U.S. Housing and Urban Development Mid-Atlantic Regional Administrator Joseph J. DeFelice recently announced a grant of $228,118 has been awarded to the District of Columbia Housing Authority to support the agency’s Family Self-Sufficiency (FSS) program. The grant is part of approximately $78 million to hundreds of public housing authorities across the country to help residents of public housing and voucher-assisted housing increase their earned income and reduce their dependency on public assistance and rental subsidies.

“Putting people on the path to self-sufficiency by helping them find jobs and increase their earned income is an essential part of HUD’s mission,” said HUD Secretary Ben Carson. “This funding is a good example of how federal and local partnerships work to help connect families to jobs and educational opportunities to help them become a success.”

“As I have traveled throughout the region, I have seen first-hand how the Family Self-Sufficiency Program is providing a hand-up to individuals and their families,” added DeFelice. “Not only do our graduates become economically independent, many start new careers and become first-time homeowners—achievements of which we can all be proud.”

“DCHA is grateful for these funds to help our customers enrolled in FSS reach their goals. At DCHA, we have a dedicated FSS Center in Southeast, the Frederick Douglass Center, where our customers receive financial incentives on three different pathways to success—education, employment, and homeownership,” said DCHA Executive Director Tyrone Garrett.

HUD’s Family Self -Sufficiency Program funding helps local public housing authorities hire Service Coordinators who work directly with residents to connect them with existing programs and services in the local community. The broad spectrum of services made possible through FSS enables participating families to find jobs, increase earned income, reduce or eliminate the need for rental and/or welfare assistance, and make progress toward achieving economic independence and self-sufficiency.

FSS participants sign a five-year contract that requires the head of the household to obtain employment and defines that no member of the household may have received cash welfare assistance for twelve months prior to program graduation. These families have an interest-bearing escrow account established for them. The amount credited to the family’s escrow account is based on increases in the family’s earned income during the term of the FSS contract. If the family successfully completes its FSS contract, the family receives the escrow funds that they can use for any purpose, including debt reduction to improve credit scores, educational expenses, or a down payment on a home.

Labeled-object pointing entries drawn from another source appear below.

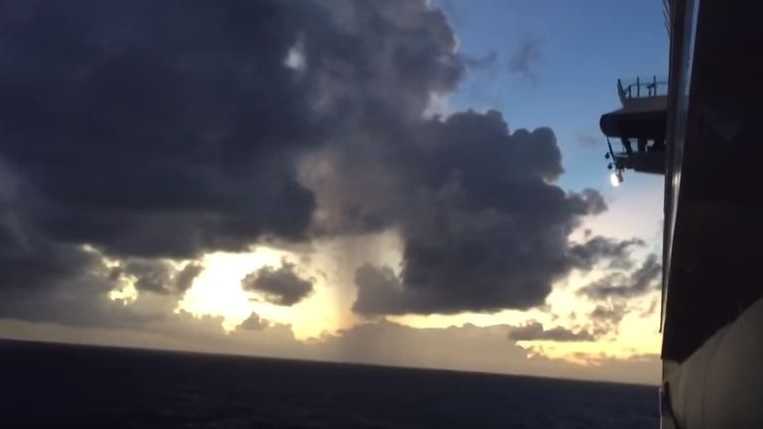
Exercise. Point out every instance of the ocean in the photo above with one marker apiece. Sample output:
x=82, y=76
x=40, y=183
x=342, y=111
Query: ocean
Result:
x=59, y=385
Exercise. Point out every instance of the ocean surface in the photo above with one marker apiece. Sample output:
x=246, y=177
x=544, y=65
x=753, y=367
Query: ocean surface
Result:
x=63, y=385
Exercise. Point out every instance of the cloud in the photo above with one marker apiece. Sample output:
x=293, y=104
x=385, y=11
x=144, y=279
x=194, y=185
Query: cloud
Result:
x=254, y=323
x=282, y=286
x=484, y=227
x=148, y=145
x=151, y=146
x=525, y=58
x=598, y=248
x=486, y=61
x=533, y=331
x=184, y=279
x=606, y=318
x=379, y=343
x=588, y=140
x=621, y=285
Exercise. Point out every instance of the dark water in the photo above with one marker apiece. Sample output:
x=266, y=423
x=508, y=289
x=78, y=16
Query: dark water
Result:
x=60, y=385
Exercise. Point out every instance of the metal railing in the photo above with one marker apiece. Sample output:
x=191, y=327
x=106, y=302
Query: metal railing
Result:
x=642, y=88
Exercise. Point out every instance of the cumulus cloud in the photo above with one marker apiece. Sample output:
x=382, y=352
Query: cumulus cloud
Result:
x=598, y=248
x=525, y=58
x=621, y=285
x=486, y=61
x=483, y=224
x=606, y=318
x=254, y=323
x=281, y=286
x=149, y=145
x=534, y=331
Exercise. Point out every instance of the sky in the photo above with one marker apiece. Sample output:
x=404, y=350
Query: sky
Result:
x=405, y=183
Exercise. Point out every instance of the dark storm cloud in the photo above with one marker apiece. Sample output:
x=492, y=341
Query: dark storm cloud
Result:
x=168, y=129
x=483, y=224
x=622, y=285
x=282, y=286
x=153, y=130
x=148, y=142
x=598, y=248
x=534, y=331
x=525, y=58
x=157, y=276
x=488, y=60
x=254, y=323
x=588, y=140
x=606, y=318
x=185, y=277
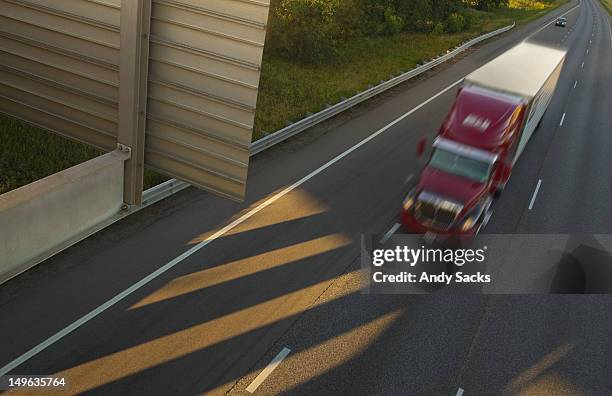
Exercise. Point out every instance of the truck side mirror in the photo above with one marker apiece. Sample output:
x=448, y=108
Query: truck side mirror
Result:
x=421, y=147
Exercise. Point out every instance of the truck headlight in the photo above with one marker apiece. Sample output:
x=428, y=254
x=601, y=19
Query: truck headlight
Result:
x=408, y=202
x=468, y=223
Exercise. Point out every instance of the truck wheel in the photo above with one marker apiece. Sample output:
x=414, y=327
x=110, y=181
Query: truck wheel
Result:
x=500, y=188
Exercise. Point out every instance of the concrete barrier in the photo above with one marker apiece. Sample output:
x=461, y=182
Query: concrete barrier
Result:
x=43, y=217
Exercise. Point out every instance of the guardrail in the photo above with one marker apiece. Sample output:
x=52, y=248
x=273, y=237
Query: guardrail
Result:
x=172, y=186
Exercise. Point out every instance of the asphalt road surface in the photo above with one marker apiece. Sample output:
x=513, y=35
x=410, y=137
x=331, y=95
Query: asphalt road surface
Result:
x=198, y=295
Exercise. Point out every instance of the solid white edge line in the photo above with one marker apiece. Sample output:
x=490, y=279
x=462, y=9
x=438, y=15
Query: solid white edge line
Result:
x=86, y=318
x=609, y=27
x=268, y=370
x=409, y=178
x=535, y=194
x=390, y=233
x=80, y=322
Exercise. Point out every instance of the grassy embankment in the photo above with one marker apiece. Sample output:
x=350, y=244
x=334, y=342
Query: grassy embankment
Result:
x=288, y=91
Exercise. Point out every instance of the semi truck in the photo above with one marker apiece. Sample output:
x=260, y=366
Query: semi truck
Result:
x=496, y=111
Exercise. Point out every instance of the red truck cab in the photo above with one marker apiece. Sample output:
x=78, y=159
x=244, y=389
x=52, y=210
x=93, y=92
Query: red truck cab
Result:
x=472, y=159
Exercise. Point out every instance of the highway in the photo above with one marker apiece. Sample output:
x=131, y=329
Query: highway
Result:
x=198, y=294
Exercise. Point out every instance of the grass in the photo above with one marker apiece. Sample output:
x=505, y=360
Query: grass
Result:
x=607, y=4
x=288, y=92
x=28, y=153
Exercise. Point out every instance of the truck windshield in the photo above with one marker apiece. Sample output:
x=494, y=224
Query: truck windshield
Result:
x=461, y=166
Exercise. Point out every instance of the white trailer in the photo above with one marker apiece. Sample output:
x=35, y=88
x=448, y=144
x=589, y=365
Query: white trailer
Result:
x=529, y=71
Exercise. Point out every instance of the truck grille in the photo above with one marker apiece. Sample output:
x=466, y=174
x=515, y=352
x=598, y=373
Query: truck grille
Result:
x=431, y=213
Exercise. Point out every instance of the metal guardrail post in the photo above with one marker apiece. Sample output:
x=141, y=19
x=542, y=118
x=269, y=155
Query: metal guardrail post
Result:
x=168, y=188
x=133, y=74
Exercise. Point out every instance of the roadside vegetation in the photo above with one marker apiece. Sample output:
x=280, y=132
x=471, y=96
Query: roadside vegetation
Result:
x=608, y=5
x=317, y=52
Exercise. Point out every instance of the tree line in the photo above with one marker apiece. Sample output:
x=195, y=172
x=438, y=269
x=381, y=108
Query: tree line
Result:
x=312, y=30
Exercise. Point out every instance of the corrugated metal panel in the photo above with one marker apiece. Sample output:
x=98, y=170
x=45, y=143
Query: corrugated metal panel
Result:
x=59, y=69
x=59, y=66
x=205, y=59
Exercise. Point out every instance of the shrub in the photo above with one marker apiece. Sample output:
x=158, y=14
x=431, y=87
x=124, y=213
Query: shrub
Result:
x=304, y=29
x=393, y=23
x=455, y=23
x=438, y=28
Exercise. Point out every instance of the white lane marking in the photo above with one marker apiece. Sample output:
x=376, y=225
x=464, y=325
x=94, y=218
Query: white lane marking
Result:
x=83, y=320
x=553, y=21
x=610, y=29
x=268, y=370
x=535, y=194
x=409, y=178
x=390, y=233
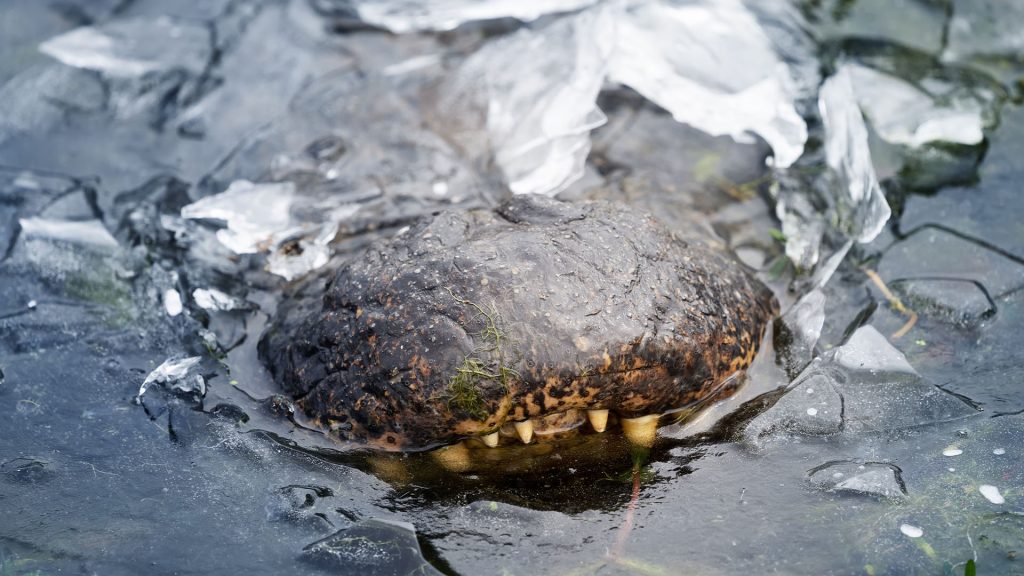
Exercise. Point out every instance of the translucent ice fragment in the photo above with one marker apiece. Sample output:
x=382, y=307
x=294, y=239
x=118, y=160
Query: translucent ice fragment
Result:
x=211, y=298
x=176, y=374
x=905, y=115
x=77, y=232
x=711, y=65
x=861, y=204
x=253, y=213
x=413, y=15
x=129, y=48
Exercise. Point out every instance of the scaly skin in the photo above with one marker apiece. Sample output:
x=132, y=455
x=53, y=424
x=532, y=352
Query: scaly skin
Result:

The average household income of FSS participants nearly tripled during their time in the program, from $10,000 at the time of entry to more than $27,000 upon program completion.

Many of the FY20 FSS awards are to public housing authorities with units in Opportunity Zones. Created under the 2017 Tax Cuts and Jobs Act, Opportunity Zones aim to stimulate long-term investments in low-income communities.

HUD did not receive applications for FSS renewal funding from every eligible PHA with an existing FSS Program. With approximately $2 million in remaining FY 2020 funding, HUD plans to issue a supplemental Notice of Funding Opportunity inviting those eligible PHAs with FSS Programs to apply competitively for the residual FY 2020 funds.